When describing the problems I was having configuring our new servers, I mentioned that I was going to try using Clonezilla to speed the process. The idea was to get Windows installed and all the other software configured on one machine, and then just clone the drive. Seemed like a good thing to do.
So I fired up Clonezilla, fought through the user interface to tell it what I wanted backed up and where, and then pressed the any key (really! There was a prompt that said, “Press the any key”) to start the copy. Clonezilla promptly told me that my network card wasn’t supported. It would have been nice if it would have checked that when I first started the program.
Slightly discouraged but not yet willing to give up, I decided to try PING. Another cryptic user interface, but I won’t complain too much considering the price. This time my network card was supported and after a couple of house it had created a copy of my partition. So I fired up the next machine, ran PING, told it to copy the partition image to the disk.

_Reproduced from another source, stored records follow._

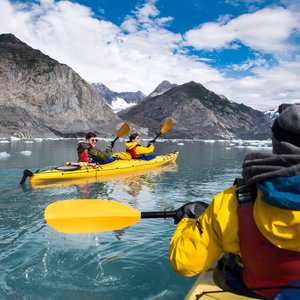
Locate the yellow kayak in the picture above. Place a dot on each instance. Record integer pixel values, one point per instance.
(206, 288)
(115, 169)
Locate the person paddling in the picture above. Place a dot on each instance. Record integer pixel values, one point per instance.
(256, 221)
(88, 152)
(137, 151)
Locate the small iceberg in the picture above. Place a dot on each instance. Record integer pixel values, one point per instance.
(26, 152)
(14, 138)
(4, 155)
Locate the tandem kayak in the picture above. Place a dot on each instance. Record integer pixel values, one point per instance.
(206, 288)
(115, 169)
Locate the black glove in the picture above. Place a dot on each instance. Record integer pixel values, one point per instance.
(112, 144)
(150, 143)
(191, 210)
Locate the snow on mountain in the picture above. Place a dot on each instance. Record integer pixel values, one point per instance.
(118, 104)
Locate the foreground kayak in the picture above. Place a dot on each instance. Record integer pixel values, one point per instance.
(117, 168)
(206, 288)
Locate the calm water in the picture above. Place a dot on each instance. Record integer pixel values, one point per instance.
(38, 263)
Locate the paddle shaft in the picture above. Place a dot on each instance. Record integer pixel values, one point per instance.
(156, 137)
(158, 214)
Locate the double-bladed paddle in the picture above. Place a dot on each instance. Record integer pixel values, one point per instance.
(124, 129)
(94, 215)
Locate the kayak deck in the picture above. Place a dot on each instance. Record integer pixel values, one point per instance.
(106, 171)
(205, 288)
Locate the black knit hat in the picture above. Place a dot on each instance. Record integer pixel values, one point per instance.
(286, 130)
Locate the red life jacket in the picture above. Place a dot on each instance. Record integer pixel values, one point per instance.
(83, 156)
(265, 265)
(132, 152)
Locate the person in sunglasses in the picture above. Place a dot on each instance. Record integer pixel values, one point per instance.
(89, 153)
(137, 151)
(256, 222)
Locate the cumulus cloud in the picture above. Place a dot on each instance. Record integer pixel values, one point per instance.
(265, 30)
(141, 52)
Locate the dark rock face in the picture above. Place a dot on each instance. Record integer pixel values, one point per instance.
(39, 97)
(162, 88)
(113, 98)
(200, 113)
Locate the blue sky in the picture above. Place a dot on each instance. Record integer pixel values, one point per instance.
(245, 50)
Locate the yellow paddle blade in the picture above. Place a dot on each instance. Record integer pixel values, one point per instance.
(167, 126)
(124, 129)
(90, 215)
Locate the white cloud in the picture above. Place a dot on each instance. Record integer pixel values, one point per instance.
(267, 88)
(142, 52)
(265, 30)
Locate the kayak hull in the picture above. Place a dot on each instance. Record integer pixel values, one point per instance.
(117, 168)
(205, 288)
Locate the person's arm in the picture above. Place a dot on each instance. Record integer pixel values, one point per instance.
(140, 150)
(99, 155)
(195, 246)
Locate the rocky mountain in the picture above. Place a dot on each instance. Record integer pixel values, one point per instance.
(39, 97)
(200, 113)
(161, 88)
(118, 101)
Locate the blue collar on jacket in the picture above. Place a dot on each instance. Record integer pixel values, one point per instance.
(283, 192)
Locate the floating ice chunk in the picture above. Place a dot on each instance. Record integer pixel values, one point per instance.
(26, 152)
(14, 138)
(4, 155)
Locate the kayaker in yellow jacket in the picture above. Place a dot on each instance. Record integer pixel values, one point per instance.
(265, 235)
(134, 148)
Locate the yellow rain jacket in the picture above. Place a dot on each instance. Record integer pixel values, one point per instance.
(191, 252)
(139, 150)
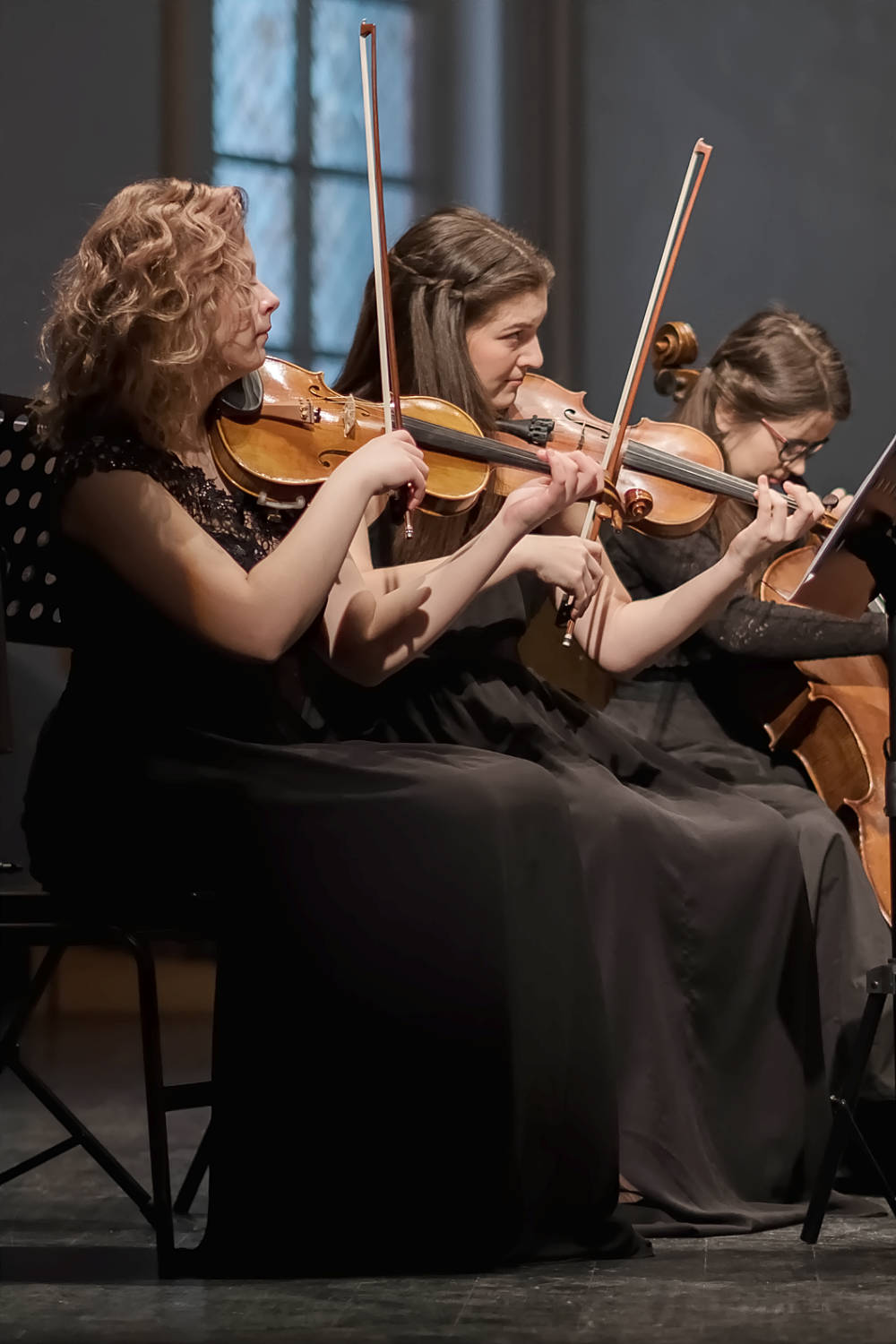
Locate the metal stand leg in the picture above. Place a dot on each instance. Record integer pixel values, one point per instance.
(156, 1118)
(882, 980)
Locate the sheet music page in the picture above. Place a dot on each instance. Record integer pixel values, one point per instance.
(839, 580)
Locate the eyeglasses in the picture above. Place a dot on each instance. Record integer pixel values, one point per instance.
(791, 449)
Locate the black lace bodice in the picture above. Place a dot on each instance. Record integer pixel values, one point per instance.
(136, 668)
(748, 628)
(246, 531)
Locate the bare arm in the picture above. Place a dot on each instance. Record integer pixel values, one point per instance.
(626, 636)
(374, 631)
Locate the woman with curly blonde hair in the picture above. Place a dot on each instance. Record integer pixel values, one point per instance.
(382, 908)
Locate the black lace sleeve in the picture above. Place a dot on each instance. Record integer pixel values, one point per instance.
(239, 524)
(748, 625)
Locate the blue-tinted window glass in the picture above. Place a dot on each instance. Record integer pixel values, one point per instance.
(271, 228)
(338, 117)
(343, 253)
(254, 78)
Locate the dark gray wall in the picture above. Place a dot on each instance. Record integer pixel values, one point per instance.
(80, 109)
(798, 203)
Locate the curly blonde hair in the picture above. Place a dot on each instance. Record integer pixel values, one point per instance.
(136, 311)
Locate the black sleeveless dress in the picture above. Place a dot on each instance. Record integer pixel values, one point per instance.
(699, 919)
(410, 1064)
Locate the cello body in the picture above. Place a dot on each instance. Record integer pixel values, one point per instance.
(837, 722)
(837, 728)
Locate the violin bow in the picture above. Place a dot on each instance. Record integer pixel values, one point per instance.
(384, 324)
(613, 453)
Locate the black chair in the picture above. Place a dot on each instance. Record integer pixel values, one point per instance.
(32, 604)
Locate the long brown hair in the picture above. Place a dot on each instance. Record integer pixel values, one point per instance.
(136, 309)
(446, 273)
(778, 366)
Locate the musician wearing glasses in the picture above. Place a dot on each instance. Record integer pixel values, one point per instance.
(770, 397)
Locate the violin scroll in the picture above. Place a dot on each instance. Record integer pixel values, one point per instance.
(675, 346)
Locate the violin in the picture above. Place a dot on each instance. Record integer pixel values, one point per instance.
(680, 468)
(281, 435)
(834, 714)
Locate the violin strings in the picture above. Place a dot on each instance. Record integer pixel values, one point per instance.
(473, 445)
(656, 461)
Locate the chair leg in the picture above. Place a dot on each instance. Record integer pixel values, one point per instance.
(156, 1118)
(194, 1177)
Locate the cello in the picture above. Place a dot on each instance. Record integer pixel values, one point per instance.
(834, 715)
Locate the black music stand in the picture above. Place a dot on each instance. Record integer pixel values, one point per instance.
(856, 562)
(5, 718)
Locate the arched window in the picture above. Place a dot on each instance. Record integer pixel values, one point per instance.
(288, 125)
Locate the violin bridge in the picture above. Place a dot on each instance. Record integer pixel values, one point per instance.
(308, 413)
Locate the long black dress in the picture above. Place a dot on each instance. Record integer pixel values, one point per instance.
(704, 703)
(410, 1059)
(699, 918)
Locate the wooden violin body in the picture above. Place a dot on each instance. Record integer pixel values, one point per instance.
(676, 508)
(306, 430)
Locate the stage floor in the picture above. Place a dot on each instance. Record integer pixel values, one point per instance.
(77, 1258)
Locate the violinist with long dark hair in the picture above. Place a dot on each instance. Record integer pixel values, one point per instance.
(696, 894)
(410, 1059)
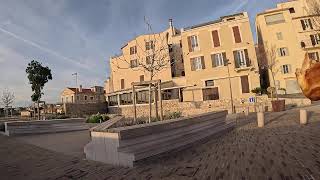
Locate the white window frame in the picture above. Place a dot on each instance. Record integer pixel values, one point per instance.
(197, 63)
(285, 69)
(283, 52)
(219, 60)
(242, 58)
(194, 42)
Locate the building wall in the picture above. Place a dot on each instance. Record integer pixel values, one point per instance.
(227, 44)
(292, 36)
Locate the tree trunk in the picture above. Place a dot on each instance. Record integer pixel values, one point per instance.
(38, 110)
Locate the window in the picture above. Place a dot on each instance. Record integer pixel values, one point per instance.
(314, 56)
(149, 45)
(291, 10)
(215, 38)
(286, 69)
(141, 78)
(275, 19)
(149, 59)
(315, 39)
(126, 99)
(218, 59)
(245, 84)
(122, 84)
(279, 36)
(134, 63)
(306, 24)
(210, 94)
(283, 52)
(133, 50)
(113, 100)
(241, 58)
(209, 83)
(193, 43)
(197, 63)
(236, 34)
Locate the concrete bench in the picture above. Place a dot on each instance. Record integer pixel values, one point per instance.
(44, 126)
(126, 146)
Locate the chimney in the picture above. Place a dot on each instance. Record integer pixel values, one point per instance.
(173, 32)
(80, 89)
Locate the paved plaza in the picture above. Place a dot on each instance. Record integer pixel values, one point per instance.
(282, 150)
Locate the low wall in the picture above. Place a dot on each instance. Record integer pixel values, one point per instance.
(263, 103)
(44, 126)
(126, 146)
(85, 109)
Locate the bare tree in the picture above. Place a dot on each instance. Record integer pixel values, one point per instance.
(7, 99)
(313, 9)
(268, 60)
(152, 56)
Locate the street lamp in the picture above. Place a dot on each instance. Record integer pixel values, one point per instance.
(227, 62)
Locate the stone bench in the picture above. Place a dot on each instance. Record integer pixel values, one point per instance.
(125, 146)
(44, 126)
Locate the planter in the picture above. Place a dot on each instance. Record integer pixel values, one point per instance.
(125, 146)
(278, 105)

That went well, too. Except that after I was done, the machine wouldn’t boot. The BIOS doesn’t see a bootable image on the disk.
At that point I gave up. I’d already spent almost a full day futzing with the things. In that time I could have installed and configured all of the machines. (Or so I thought.) In any case, my experiments with free drive cloning software left me disappointed.

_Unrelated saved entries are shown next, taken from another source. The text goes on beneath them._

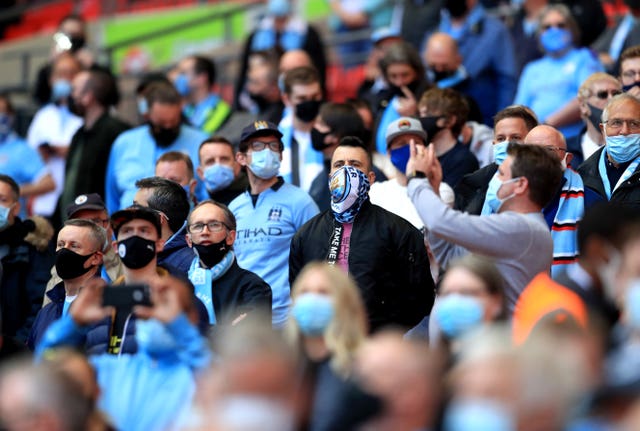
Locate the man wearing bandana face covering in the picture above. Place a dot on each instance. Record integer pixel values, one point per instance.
(228, 291)
(303, 95)
(78, 258)
(384, 253)
(134, 153)
(593, 95)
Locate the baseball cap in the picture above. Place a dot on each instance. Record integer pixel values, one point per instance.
(259, 128)
(135, 212)
(384, 33)
(402, 126)
(91, 201)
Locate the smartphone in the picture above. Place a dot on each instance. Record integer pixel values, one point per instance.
(126, 295)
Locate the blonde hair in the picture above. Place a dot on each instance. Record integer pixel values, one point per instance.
(348, 328)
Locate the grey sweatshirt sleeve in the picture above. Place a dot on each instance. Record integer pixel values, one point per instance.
(453, 233)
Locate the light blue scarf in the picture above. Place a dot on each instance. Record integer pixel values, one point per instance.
(203, 278)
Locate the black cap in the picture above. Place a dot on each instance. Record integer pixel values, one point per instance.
(91, 201)
(135, 212)
(260, 128)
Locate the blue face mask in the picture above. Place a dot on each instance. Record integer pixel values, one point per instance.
(218, 177)
(491, 198)
(555, 39)
(478, 415)
(5, 126)
(313, 313)
(265, 164)
(500, 152)
(154, 338)
(61, 89)
(143, 106)
(400, 157)
(4, 216)
(182, 84)
(623, 148)
(457, 314)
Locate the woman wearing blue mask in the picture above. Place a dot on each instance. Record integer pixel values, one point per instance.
(471, 294)
(327, 324)
(549, 85)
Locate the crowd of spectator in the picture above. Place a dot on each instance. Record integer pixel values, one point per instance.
(457, 248)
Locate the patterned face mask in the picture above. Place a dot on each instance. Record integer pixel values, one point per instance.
(349, 188)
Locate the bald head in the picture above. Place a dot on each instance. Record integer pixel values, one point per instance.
(442, 53)
(551, 139)
(294, 59)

There’s a good overview of Ghost alternatives over at pack rat studios, but I haven’t had the opportunity to try any of the others mentioned. Clonezilla didn’t support my hardware, and PING failed for reasons unknown. Anybody know of a package that actually works?
By the way, telling a potential user, “if your network card isn’t supported, download it and compile it into the Clonezilla package” is not likely to be met with smiles and thanks. More likely, users—even technically competent users like me who are capable of downloading and building—are more likely to say, “no thanks,” and move on to something else.